In retrospect, investors should have seen it coming. The old cliche “expect it when you least expect it” applies to stocks as much as it does anything else, and the 165% gain Roku (NASDAQ:ROKU) shares had dished out between early April and late September certainly left the Roku stock price vulnerable to some profit-taking.
Yet, somehow the 13% pullback from that peak caught too many traders unaware, leaving all of them uncertain as to what’s next. This wasn’t part of the plan.
With that as the backdrop, there’s good news and bad news about Roku. The good news is, this is still the same great company it was just a few months ago. The bad news is, that may not be enough to stop the selling anytime soon.
Roku stock and Story Risk
Some investors struggle to admit it, but more often than not they’re looking through a trading lens. That is to say, they’re looking to time their entries and/or exits, and expect big gains in short periods of time.
It’s this mindset that spurred the heroic gain that unfurled between April and September. Despite a lack of actual profits and sales that were nowhere near being commensurate with the stock’s price, the market had no problem bidding ROKU up on the mere concept.
And to be fair, that does indeed count for something.
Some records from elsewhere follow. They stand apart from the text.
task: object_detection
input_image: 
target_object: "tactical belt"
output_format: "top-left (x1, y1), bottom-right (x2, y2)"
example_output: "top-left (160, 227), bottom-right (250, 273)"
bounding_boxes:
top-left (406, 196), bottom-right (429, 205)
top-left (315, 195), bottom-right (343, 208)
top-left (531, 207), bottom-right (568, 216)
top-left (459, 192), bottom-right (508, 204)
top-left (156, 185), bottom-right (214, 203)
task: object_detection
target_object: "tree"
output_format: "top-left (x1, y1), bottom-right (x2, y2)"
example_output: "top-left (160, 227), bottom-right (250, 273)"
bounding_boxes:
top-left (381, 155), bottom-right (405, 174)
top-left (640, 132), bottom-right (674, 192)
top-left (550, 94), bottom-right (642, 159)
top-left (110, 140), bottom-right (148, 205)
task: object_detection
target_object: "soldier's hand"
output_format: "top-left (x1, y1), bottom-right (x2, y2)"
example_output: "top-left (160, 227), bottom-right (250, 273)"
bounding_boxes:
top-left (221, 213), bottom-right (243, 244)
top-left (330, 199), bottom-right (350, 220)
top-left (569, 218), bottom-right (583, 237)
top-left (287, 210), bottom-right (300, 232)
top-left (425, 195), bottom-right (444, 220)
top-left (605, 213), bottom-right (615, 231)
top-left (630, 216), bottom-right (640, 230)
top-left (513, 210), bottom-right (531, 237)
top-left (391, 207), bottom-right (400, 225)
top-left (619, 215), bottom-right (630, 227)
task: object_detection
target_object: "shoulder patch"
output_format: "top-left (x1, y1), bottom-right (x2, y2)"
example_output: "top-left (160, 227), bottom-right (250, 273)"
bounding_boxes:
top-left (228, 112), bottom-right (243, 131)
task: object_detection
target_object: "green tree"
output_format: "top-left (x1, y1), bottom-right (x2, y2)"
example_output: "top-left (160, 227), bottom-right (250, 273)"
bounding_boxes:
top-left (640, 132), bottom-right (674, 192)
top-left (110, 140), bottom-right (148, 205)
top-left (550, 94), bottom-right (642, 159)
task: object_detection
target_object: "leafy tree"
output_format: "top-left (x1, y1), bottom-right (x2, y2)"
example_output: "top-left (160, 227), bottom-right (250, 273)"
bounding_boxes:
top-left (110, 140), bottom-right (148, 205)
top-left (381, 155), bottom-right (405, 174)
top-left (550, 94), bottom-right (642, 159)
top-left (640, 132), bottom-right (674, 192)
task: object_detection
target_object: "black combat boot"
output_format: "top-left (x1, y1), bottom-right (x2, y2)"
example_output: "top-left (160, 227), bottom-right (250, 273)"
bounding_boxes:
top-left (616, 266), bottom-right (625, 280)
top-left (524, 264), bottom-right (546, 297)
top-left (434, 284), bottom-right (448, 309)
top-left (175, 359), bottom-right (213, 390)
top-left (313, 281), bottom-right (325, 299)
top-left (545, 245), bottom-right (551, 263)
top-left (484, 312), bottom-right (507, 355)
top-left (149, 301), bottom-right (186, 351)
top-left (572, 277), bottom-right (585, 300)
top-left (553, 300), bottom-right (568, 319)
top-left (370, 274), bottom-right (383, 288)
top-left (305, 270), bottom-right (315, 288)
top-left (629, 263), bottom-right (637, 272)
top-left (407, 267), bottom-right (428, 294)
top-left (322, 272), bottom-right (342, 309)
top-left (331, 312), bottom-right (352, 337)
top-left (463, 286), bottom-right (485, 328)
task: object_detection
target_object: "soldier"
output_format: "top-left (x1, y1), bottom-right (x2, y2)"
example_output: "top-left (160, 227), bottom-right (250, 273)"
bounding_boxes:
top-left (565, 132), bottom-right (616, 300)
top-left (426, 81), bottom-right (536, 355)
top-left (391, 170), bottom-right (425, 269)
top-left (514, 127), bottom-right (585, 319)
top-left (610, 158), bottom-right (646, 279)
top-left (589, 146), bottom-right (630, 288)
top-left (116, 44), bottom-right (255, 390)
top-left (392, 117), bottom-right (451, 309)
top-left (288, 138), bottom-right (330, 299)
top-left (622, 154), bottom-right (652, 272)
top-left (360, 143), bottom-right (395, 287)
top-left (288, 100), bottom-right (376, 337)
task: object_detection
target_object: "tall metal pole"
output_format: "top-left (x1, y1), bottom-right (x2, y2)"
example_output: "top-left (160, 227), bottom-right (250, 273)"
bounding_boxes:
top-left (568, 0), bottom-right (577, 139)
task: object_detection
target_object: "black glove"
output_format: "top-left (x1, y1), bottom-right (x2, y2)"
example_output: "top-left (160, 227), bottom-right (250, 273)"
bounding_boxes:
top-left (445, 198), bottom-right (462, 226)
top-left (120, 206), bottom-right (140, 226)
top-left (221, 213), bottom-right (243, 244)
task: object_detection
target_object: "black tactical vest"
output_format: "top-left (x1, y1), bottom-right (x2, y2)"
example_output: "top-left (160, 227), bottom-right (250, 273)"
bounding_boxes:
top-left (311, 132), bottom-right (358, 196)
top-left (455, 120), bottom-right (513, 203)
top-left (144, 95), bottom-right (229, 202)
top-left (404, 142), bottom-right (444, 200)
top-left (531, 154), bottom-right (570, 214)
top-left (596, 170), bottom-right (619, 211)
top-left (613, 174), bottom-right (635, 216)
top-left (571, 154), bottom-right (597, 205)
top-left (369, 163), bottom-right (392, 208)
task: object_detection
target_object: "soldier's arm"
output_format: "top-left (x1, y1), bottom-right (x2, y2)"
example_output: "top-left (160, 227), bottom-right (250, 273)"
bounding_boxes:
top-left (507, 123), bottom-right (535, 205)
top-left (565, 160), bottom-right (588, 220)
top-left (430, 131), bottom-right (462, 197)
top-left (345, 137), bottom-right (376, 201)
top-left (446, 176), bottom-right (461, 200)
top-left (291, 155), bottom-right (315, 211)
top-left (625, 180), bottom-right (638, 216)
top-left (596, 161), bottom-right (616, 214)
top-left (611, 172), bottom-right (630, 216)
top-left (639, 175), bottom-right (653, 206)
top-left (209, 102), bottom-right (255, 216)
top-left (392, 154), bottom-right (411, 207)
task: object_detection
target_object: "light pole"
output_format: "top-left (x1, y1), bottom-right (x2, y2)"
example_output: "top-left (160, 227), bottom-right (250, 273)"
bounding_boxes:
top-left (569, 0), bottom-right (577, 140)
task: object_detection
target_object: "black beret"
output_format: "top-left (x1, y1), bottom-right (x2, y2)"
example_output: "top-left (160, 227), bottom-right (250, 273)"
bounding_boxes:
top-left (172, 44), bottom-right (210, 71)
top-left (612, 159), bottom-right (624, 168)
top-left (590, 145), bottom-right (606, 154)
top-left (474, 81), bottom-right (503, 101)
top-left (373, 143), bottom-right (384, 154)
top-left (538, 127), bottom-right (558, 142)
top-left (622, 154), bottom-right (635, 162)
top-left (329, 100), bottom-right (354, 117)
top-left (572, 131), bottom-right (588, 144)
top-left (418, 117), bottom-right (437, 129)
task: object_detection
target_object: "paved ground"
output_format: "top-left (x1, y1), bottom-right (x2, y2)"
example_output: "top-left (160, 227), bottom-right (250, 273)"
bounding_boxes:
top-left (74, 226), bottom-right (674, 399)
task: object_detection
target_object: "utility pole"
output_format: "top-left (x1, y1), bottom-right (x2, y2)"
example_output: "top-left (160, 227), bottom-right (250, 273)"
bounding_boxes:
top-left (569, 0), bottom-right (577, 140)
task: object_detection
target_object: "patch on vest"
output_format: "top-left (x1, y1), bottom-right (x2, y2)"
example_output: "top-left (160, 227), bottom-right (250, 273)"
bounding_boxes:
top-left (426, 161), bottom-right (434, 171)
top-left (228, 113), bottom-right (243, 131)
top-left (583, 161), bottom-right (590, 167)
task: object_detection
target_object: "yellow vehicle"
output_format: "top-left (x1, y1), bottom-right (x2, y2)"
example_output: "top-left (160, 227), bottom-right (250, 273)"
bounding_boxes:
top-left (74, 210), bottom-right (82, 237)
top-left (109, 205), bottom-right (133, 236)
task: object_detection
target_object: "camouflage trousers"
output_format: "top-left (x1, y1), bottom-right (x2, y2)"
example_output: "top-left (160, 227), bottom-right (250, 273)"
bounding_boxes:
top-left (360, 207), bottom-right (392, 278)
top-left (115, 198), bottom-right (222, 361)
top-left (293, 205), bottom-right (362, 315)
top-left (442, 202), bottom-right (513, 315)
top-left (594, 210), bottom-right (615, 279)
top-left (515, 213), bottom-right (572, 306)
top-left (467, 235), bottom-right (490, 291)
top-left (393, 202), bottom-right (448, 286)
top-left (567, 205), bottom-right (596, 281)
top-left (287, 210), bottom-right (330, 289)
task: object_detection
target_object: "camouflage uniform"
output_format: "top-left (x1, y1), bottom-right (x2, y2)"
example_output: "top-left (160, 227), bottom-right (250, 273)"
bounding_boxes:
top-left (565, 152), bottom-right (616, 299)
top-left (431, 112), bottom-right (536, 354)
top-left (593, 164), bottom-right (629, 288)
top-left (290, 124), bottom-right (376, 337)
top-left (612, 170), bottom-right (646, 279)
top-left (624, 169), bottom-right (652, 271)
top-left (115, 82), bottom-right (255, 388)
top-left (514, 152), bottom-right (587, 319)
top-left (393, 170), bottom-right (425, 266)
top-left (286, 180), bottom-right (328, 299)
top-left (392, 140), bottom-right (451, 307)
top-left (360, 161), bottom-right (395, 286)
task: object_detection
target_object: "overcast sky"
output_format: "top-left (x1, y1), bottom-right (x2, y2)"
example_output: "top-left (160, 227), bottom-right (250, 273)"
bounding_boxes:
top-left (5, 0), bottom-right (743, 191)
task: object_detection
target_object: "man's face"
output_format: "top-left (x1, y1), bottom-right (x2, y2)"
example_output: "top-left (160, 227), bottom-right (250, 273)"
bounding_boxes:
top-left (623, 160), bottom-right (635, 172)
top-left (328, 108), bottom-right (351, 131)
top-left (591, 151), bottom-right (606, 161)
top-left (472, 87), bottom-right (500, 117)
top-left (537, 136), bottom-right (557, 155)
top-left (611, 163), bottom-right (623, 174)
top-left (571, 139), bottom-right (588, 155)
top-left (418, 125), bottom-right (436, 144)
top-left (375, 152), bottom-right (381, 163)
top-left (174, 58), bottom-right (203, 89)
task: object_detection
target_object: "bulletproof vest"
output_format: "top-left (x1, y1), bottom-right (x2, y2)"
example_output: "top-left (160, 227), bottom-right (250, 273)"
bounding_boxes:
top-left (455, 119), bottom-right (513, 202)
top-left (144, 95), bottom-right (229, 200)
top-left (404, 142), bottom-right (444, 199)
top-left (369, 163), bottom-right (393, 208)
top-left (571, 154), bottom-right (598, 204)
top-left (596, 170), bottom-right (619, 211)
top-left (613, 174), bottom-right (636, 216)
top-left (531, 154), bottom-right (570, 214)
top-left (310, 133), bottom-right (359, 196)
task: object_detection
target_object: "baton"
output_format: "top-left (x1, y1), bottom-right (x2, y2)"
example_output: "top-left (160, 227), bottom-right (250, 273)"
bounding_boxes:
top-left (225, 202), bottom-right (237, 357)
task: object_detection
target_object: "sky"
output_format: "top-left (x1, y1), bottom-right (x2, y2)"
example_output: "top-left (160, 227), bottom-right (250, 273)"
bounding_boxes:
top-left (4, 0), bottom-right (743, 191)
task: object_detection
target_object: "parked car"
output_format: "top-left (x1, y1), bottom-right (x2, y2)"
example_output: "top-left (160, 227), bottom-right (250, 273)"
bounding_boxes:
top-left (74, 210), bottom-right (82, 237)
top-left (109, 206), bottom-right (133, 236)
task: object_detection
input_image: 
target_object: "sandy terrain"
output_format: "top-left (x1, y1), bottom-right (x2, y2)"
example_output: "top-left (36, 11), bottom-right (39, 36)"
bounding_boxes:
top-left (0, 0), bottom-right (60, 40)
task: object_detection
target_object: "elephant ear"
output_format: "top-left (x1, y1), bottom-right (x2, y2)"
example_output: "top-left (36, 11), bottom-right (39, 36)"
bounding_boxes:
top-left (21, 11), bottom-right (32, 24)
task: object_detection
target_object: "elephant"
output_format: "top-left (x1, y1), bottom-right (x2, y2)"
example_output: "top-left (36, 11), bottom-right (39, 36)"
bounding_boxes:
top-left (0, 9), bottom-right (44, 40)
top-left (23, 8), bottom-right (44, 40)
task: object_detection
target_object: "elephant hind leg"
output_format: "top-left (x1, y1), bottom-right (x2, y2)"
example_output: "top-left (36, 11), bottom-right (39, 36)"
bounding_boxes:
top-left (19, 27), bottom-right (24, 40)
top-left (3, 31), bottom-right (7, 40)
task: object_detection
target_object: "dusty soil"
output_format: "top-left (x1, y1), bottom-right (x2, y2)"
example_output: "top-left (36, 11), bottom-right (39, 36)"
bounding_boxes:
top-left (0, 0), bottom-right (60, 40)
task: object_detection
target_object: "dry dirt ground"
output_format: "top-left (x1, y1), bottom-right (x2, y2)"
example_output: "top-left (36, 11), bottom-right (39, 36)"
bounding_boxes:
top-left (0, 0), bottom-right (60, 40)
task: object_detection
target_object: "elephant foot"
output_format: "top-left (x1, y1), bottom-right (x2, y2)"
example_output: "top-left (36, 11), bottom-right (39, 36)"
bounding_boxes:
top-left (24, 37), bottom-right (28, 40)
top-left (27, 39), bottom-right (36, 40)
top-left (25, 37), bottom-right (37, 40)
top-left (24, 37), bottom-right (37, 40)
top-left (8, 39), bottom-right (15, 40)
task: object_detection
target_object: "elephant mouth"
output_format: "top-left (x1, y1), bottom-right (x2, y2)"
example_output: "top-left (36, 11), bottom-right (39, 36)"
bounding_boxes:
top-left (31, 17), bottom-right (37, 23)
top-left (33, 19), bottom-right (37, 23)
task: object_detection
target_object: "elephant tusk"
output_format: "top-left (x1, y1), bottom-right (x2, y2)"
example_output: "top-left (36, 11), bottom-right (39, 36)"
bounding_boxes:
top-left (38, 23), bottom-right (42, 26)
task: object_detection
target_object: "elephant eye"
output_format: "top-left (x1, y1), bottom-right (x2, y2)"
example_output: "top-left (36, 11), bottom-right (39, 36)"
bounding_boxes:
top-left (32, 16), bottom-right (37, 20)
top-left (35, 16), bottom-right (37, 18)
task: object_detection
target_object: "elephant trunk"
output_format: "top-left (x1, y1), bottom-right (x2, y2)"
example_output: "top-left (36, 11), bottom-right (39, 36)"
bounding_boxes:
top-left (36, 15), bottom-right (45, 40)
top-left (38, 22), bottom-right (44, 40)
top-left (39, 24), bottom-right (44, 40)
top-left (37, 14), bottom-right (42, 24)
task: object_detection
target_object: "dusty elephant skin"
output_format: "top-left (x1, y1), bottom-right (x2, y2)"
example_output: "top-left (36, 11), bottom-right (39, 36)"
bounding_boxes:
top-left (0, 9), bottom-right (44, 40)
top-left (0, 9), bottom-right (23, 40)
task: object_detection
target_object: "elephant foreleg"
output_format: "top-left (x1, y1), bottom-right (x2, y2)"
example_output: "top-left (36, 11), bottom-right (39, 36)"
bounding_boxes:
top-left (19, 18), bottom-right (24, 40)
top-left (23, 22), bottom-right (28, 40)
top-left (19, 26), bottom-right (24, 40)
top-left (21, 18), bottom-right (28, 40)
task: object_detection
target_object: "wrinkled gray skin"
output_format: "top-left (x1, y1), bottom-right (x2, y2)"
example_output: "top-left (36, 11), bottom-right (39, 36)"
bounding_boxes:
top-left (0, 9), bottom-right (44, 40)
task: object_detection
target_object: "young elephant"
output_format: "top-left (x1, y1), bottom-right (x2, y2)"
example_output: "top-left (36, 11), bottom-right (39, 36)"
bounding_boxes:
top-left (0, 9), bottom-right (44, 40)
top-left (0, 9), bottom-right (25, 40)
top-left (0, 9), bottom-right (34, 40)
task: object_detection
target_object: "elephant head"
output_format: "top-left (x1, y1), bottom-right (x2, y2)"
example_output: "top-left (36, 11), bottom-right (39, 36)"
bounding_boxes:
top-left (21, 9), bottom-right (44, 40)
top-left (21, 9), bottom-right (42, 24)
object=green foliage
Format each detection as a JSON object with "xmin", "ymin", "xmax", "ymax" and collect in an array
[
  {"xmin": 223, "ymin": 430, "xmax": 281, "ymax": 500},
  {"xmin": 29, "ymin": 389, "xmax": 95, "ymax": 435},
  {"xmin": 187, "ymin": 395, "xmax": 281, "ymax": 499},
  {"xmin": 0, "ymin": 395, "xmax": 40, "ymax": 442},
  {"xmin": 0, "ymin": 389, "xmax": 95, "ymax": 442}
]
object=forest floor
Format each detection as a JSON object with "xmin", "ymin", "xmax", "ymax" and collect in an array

There are limits, however.
Reality: Roku is expected to lose $13.4 million this year, on revenue of $722 million. For perspective, Roku currently sports a market cap of $7.1 billion. That’s not valuation math that would fly for many other companies.
Things are getting better. The pros are calling for a loss of $3.4 million next year, in anticipation of a top line of $981 million. The 2020 revenue outlook of $1.3 billion should be enough to pull Roku into the black, to the tune of $75.5 million.
Even with that full-stride 2020 bottom line though, Roku stock is still priced at 94 times its way-forward-looking earnings. It’s unlikely traders will be interested in keeping ROKU propped up in the meantime for earnings that still won’t justify its current price.
That’s not to suggest Roku shares will dwindle for the next several years. One only has to look at a name like salesforce.com (NYSE:CRM), GrubHub (NYSE:GRUB) and dozens of others to appreciate traders make valuation allowances for the right kinds of so-called “story stocks.” Roku stock is just as storied.
The thing about story stocks is, when the tide turns, it really turns, even if only temporarily… which brings us to the chart.
Lines in the Sand
In a perfect world a stock’s price would always reflect the consensus plausible future based on past results.
We don’t live or trade in a perfect world though. Stocks get squirrelly from time to time.
That’s not entirely a bad thing. When a stock is being pushed around by a sentiment-driven herd, the herd moves in fairly predictable patterns. Roku shares haven’t been an exception to this norm. Already ripe for some selling, the sheer speed and scope of the selling since late last month may well have kick-started a fear-driven selloff. The sellers thus far haven’t looked back.
And where might those sellers finally start to ease off, setting the stage for a bottom that would make for a good entry point? There are several possibilities, one of which is the 50-day moving average line plotted in purple on the chart below. The 50-day moving average was a key technical support level in July.
The other potential lines in the sand are the horizontal Fibonacci retracement lines also plotted on the graphic. One is near $59, and the other is at $47.50.
It won’t be clear which, if any, of those lines are going to serve as a pivot point until ROKU stock has had a chance to dance with them for a couple of days.
It would also be short-sighted to pretend the marketwide weakness didn’t have a lot to do with this sudden meltdown from Roku.
Bottom Line for Roku Stock
It’s not a mainstream analysis. Most analysts either deem a stock as worth owning or not worth owning and model an often-arbitrary price target for it. The environment and short-term sentiment generally isn’t part of the equation. And for true long-termers, that’s perfectly fine.
For most active investors though, this is a dynamic that matters. Ignoring it could mean hanging on to a stock a little took long, or missing a chance to step into a stock like Roku on the cheap. Just be smart, and disciplined, if you’re planning on going fishing in the foreseeable future.